The hypocrisy was so thick I could taste it. My team? He meant him and Chloe. The ones actively trying to sink me.

"You're amazing, Mark," I said, my voice a perfect imitation of the admiring wife he expected. My compliance was clearly soothing his ego.

"It's not about being amazing," he said, puffing up his chest slightly. He leaned against the partition of my cubicle, adopting the tone of a wise mentor. "It's about perspective. You get too bogged down in the tiny details, Ava. You let things get to you. You need to learn to be more... forgiving. Of situations, of people. Holding onto anger and frustration is unproductive."

He was lecturing me on forgiveness. The man who left me to die. The man who didn't shed a tear over our dead child. A wave of nausea rolled through me, but I kept my expression placid. I just nodded, as if I were absorbing his profound wisdom.

"I understand," I said.

He smiled, genuinely pleased with himself. "Good." He patted my shoulder, a gesture that was meant to be comforting but felt like a brand. "I'll let you know when the new file is ready to be uploaded."

He walked away, and I watched him go. Forgiving. For years, that' s all I had done. I forgave his "small" lies, the ones about where he' d been late at night. I forgave his ambition when it turned cruel, when he belittled my colleagues to get ahead. I forgave him for blaming me for the miscarriage, telling myself he was just grieving in his own way.

I had spent years of my life protecting him, cleaning up his messes, both professional and personal. When he miscalculated a budget on a smaller project two years ago, I stayed up for seventy-two hours straight, re-drafting plans to fix his error so the partners would never know. I covered for him. I made him look good. I propped up the pedestal he stood on, and in return, he and my sister planned to kick it out from under me.

All of that sacrifice had earned me a death sentence in a frozen cabin.

The memory was no longer just a source of pain. It was a tool. A whetstone against which I was sharpening my resolve.

A new email pinged in my inbox. It was an office-wide notification from the IT department.

`Subject: Medical Emergency in West Wing Conference Room`

`An ambulance has been dispatched for Mr. Henderson from our accounting department, who is experiencing a severe allergic reaction. Please keep the hallways clear.`

Mr. Henderson. I remembered him. A quiet, kind man, close to retirement. In the original timeline, he recovered. But something about this felt... different. The timing.

My phone buzzed. It was a text from Chloe.

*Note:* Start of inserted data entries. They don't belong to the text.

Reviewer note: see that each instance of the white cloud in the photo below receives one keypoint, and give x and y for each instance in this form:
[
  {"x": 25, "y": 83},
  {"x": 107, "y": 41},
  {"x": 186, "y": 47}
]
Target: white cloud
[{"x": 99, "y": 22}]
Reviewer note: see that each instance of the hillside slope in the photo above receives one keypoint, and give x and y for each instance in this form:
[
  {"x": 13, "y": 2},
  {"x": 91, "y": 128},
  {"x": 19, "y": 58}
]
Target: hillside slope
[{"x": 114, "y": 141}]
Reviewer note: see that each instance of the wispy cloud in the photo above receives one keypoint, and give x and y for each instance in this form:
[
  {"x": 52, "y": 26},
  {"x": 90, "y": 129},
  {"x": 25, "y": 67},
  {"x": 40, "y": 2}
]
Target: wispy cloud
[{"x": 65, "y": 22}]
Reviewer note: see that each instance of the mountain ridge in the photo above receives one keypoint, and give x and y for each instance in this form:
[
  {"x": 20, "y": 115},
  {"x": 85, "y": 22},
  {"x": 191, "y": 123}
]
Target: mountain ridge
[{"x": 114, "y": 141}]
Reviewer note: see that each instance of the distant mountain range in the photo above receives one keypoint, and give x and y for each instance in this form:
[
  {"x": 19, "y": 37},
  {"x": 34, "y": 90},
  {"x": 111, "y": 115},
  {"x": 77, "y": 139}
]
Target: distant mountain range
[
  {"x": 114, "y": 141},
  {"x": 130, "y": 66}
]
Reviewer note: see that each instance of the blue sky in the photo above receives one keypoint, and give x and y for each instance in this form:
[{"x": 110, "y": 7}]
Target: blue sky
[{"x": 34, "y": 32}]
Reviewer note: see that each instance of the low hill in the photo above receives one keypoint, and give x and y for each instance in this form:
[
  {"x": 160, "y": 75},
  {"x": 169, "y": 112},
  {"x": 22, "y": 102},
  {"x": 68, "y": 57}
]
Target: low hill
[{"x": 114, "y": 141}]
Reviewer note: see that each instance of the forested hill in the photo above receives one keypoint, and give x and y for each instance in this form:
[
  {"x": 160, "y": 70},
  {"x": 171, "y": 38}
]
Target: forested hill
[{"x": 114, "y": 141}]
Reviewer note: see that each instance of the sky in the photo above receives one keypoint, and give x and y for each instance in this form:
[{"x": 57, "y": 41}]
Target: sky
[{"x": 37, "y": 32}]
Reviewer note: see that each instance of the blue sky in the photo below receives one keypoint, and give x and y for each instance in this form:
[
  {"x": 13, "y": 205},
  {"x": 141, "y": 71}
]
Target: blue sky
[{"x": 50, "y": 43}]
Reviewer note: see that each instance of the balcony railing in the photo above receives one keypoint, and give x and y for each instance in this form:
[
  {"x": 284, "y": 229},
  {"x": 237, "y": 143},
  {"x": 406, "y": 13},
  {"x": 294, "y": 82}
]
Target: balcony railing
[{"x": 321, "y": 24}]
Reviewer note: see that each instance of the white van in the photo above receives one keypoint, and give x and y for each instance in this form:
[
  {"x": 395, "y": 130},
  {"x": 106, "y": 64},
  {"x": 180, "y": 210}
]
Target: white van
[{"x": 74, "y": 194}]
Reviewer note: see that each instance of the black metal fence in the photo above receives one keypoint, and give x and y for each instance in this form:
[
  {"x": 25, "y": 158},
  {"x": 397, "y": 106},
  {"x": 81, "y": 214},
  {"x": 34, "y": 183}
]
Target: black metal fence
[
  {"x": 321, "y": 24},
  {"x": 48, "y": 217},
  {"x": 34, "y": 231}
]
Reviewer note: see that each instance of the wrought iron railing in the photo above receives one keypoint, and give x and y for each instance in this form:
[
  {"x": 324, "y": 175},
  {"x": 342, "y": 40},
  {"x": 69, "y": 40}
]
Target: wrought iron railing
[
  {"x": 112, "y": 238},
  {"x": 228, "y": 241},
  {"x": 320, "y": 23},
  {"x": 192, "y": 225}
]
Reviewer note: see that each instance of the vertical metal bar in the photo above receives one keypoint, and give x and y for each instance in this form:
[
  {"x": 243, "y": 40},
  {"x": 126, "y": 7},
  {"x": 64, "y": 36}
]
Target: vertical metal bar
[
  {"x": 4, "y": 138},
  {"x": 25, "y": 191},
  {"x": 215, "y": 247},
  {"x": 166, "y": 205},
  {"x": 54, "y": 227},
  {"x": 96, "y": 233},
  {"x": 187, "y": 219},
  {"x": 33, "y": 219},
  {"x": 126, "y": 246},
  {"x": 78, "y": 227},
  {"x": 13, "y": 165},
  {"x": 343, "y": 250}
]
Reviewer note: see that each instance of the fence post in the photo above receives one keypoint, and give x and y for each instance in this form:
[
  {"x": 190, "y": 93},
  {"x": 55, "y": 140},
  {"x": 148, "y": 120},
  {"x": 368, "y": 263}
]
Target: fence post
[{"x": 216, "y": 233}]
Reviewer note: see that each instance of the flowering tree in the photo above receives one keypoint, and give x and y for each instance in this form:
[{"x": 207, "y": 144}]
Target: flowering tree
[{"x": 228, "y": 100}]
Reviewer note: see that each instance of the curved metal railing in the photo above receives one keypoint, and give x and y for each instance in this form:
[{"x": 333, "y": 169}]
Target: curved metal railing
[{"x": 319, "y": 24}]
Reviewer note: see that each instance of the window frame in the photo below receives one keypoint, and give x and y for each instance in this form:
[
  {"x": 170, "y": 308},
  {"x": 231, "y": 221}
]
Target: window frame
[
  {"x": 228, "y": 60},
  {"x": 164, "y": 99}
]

`On my way up. Bringing coffee! And the 'fix' for your little tech problem. ;) You owe me!`

The 'fix.' Of course. She was coming to deliver the stolen version of my work, disguised as a heroic rescue. A cold dread, sharp and familiar, settled in my stomach. The "medical emergency"... it wasn't about the project. It was real. And Chloe was walking right into it.

In my first life, I wasn't here when this happened. I was at home, sick with grief over the miscarriage. Chloe had told me all about it later, framing herself as a hero who kept a cool head while everyone else panicked.

I looked at the IT email again, then at Chloe's text.

My decision was instant. Before, I would have protected Mark from the consequences of his association with Chloe. I would have managed her, smoothed things over, kept her chaos from touching him.

Not anymore.

I stood up from my desk. I wasn't going to meet her. I wasn't going to run interference. I was going to get a coffee from the downstairs cafe.

Let the pieces fall where they may.

I walked out of my workspace, my steps even and unhurried. For the first time, I wasn't trying to control the future. I was simply letting it happen, watching with the detached calm of a spectator who already knows the final score. He wanted me to be passive. Fine. I would be passive. And I would let his precious Chloe, his co-conspirator, walk right into the fire.